The GUI is simple and easy to understand. The first Scran deconvolution dialog is asking to select the cluster name from a drop-down list that includes all the attributes for this dataset. The selected cluster is an optional factor specifying which cells belong to which cluster, for deconvolution within clusters (Figure 2).  Simply click the Finish button if you want to run the task as default.

Figure 2. Interface of Scran deconvolution task in Partek Flow. Example attributes are indicated in the drop-down list if Cluster name is checked. 

The output of Scran deconvolution is a new data node that has been normalized by the pool-based size factors of each cell and log2 transformed. We can then use this new normalized matrix for downstream analysis and visualization (Figure 3).

Figure 3. Example workflows to demonstrate downstream analysis and visualization of Scran deconvolution output.

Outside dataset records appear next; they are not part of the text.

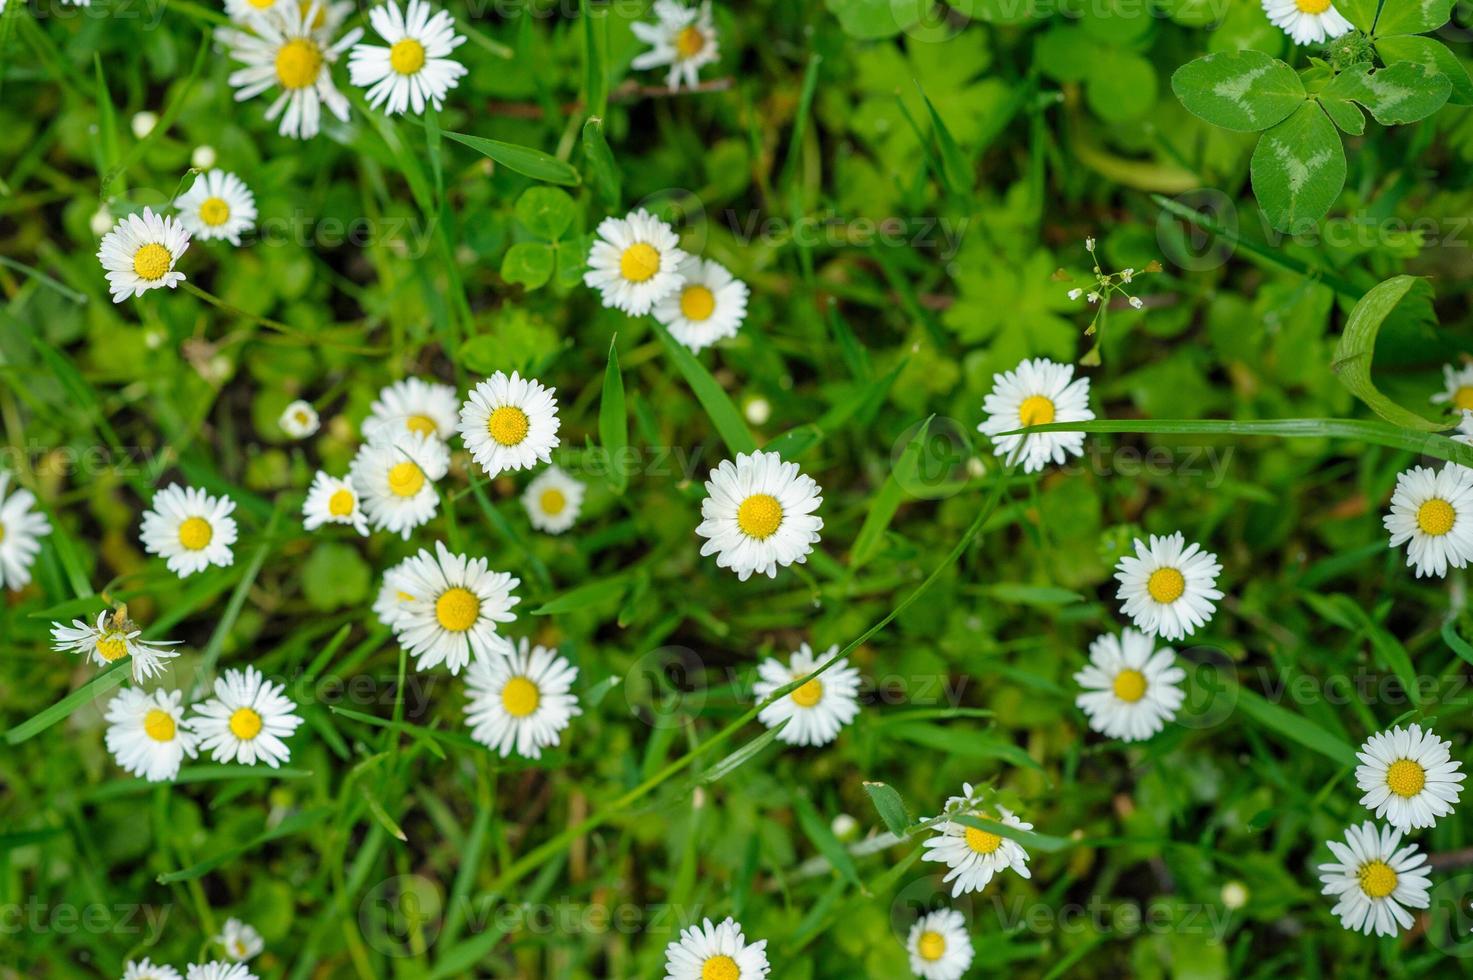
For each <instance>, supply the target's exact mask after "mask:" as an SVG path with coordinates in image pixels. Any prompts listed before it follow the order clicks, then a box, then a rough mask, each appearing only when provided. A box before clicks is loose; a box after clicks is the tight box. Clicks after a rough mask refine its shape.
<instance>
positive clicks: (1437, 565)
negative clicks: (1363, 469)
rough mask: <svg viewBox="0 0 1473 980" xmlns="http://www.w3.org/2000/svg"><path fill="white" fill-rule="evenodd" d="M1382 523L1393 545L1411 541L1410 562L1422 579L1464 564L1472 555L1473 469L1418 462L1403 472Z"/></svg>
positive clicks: (1392, 494) (1397, 476)
mask: <svg viewBox="0 0 1473 980" xmlns="http://www.w3.org/2000/svg"><path fill="white" fill-rule="evenodd" d="M1382 523H1383V525H1385V526H1386V531H1388V532H1389V533H1391V547H1393V548H1396V547H1401V545H1402V544H1405V545H1407V564H1410V566H1413V567H1414V569H1416V576H1417V578H1421V576H1424V575H1427V576H1432V575H1436V576H1438V578H1442V576H1445V575H1446V573H1448V566H1452V567H1454V569H1461V567H1464V566H1466V564H1467V563H1469V559H1470V557H1473V470H1469V469H1467V467H1464V466H1444V467H1442V469H1441V470H1433V469H1432V467H1430V466H1414V467H1411V469H1410V470H1405V472H1402V473H1399V475H1398V476H1396V489H1395V491H1392V495H1391V513H1389V514H1386V516H1385V517H1383V519H1382ZM1408 542H1410V544H1408Z"/></svg>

Other parameters in this task that you can adjust include:

Pool size: A numeric vector of pool sizes, i.e., number of cells per pool.

Max cluster size: An integer scalar specifying the maximum number of cells in each cluster.

Enforce positive estimates: A logical scalar indicating whether linear inverse models should be used to enforce positive estimates.

Scaling factor: A numeric scalar containing scaling factors to adjust the counts prior to computing size factors.




References

  1. Lun, A. T., K. Bach, and J. C. Marioni. Pooling across cells to normalize single-cell RNA sequencing data with many zero counts. Genome Biol. 2016.